CXCL10 : ♪♫ Voilà les T, voilà les T ! ♪♫

Rédigé le 28/04/2021
Emeric LIMAGNE


    Les études d’identification de biomarqueurs d’efficacité de l’immunothérapie (IT) ont montré que la charge mutationnelle tumorale (TMB) ainsi que l'expression de PD-L1 permettent d’isoler, au moins en partie, les patients qui tireront un bénéfice clinique d’un traitement par anti-PD-(L)1 (1). Ces marqueurs d’efficacité ont malheureusement leur limite. L’article publié le 2 Avril dernier sur l’application, montre qu’un TMB>10 n’est prédictif de la réponse à l’IT qu’à l’exception des cancers MSI, POLE/POLD1 et des tumeurs ORL, bronchique et mélanome (2). Outre le TMB et l’expression de PD-L1, des modèles de prédiction basés sur l’étude d’expression des gènes ont également été proposés.

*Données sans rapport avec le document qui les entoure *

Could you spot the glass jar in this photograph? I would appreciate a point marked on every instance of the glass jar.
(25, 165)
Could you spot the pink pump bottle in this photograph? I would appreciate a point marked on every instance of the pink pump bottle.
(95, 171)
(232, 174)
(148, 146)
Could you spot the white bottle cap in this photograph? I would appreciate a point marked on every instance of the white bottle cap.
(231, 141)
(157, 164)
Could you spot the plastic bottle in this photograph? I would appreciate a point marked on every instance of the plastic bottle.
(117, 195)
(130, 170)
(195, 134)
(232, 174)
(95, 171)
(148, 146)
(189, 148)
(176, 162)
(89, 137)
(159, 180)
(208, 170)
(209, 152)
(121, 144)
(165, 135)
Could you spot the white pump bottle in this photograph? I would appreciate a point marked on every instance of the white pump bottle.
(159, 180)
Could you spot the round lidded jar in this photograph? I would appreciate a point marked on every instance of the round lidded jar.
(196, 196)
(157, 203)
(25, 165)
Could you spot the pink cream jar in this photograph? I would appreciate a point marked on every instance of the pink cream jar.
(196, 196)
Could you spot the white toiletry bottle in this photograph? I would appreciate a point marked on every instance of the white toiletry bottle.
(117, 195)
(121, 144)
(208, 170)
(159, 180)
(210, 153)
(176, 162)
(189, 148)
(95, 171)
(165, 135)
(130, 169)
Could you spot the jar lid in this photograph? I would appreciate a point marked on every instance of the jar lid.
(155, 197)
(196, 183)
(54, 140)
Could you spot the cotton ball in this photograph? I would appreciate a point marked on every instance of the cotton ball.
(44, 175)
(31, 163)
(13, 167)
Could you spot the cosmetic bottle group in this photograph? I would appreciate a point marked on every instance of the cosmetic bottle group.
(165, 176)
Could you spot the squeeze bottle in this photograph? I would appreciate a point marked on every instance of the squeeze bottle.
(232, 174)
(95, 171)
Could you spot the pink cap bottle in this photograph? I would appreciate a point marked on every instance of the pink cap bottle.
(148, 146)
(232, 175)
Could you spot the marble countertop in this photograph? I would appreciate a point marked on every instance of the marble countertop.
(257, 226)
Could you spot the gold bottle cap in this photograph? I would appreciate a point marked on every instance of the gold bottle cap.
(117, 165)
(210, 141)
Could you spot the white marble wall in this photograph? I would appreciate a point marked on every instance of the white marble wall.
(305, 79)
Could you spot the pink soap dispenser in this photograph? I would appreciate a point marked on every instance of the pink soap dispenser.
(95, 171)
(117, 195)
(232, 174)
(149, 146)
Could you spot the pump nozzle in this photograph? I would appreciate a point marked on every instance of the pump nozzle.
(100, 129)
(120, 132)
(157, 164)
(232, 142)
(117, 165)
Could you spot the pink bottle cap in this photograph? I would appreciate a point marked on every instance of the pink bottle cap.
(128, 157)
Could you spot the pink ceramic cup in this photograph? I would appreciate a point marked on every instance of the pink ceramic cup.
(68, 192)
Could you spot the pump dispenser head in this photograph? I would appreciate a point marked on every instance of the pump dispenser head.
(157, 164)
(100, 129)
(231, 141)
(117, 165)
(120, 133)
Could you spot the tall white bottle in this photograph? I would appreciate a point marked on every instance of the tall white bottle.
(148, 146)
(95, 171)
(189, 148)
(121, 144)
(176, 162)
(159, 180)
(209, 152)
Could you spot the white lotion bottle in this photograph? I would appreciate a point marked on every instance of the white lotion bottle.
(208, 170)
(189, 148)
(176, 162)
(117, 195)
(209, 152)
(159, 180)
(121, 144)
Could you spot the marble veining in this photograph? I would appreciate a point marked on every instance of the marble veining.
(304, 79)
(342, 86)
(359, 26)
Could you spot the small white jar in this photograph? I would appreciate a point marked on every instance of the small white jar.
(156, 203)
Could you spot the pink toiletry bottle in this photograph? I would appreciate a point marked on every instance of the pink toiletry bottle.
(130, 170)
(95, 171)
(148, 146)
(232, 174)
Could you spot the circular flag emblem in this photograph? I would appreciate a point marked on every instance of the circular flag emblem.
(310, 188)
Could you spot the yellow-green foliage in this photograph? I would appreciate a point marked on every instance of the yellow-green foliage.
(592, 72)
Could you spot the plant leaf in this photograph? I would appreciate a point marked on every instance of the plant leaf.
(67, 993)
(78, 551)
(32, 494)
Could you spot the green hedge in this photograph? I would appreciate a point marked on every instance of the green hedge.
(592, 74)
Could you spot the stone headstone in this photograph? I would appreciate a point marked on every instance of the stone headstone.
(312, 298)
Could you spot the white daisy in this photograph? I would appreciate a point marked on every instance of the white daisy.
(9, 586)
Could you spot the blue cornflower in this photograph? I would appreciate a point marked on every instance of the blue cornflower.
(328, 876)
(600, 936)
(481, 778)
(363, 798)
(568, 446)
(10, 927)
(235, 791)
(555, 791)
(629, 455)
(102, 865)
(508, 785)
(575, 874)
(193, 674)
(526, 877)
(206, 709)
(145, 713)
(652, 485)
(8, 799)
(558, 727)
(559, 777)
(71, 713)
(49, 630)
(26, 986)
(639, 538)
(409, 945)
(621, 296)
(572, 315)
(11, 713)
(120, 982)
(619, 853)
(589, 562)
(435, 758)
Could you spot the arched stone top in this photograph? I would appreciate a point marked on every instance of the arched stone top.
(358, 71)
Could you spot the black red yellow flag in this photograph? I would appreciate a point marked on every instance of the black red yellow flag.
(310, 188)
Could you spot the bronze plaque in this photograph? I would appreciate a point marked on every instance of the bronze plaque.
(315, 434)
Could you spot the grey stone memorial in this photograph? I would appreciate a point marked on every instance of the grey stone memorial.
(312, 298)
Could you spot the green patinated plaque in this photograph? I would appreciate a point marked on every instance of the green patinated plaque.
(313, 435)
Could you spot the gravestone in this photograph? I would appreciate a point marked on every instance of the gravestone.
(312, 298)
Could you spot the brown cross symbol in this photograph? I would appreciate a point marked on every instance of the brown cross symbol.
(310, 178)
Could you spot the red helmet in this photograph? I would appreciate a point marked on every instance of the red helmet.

La plupart de ces signatures transcriptomiques permettent d’identifier les tumeurs au microenvironnement inflammatoire, caractérisées par une forte expression des gènes associés à la présentation de l’antigène, à la réponse T cytotoxique, aux points de contrôle immunitaire et à la signalisation des interférons de types I (IFNα/β) et II (IFNγ) (3,4,5). Le gène codant pour la protéine CXCL10 est très souvent identifié dans ces signatures et constitue un élément clé de la réponse immunitaire anti-tumorale. Intéressons-nous de plus prêt à sa biologie et aux stratégies thérapeutiques actuellement envisagées pour induire son expression.

    CXCL10 est une petite protéine de 8,7 kDa faisant partie de la famille des chimiokines. Elle peut être secrétée par un grand nombre de type cellulaire et son rôle principal est d’attirer dans le microenvironnement tumoral, par chimiotactisme et le récepteur CXCR3, les cellules de l’immunité telle que les lymphocytes Natural Killer, les Th1 ou encore les T-CD8+. Les tumeurs exprimant fortement cette chimiokine sont donc davantage infiltrées en cellules immunitaires et plus sensibles aux inhibiteurs de checkpoints immunitaires. CXCL10 est très souvent associée à la présence d’interférons de types I (IFNα/β). Ces derniers peuvent être exprimés dans un contexte d’infection, après reconnaissance de protéines ou d’acides nucléiques d’origine bactérienne ou virale appelés PAMPs (Pathogen-Associated Molecular Patterns). Les lésions tissulaires de nature non-infectieuse peuvent aussi augmenter la libération de molécules de danger appelées DAMPs (Damage Associated Molecular Pattern) favorisant l’expression des interférons et de CXCL10. Qu’ils s’agissent des PAMPs ou des DAMPs, tous peuvent être reconnus par les cellules de l’hôte et/ou les cellules tumorales par une multitude de senseurs intra/extracellulaires appelés PRRs (Pattern Recognition Receptors). Induire CXCL10 dans le microenvironnement tumoral par stimulation directe ou indirecte de ces récepteurs est une stratégie largement explorée actuellement pour sensibiliser les tumeurs froides à l’immunothérapie (6).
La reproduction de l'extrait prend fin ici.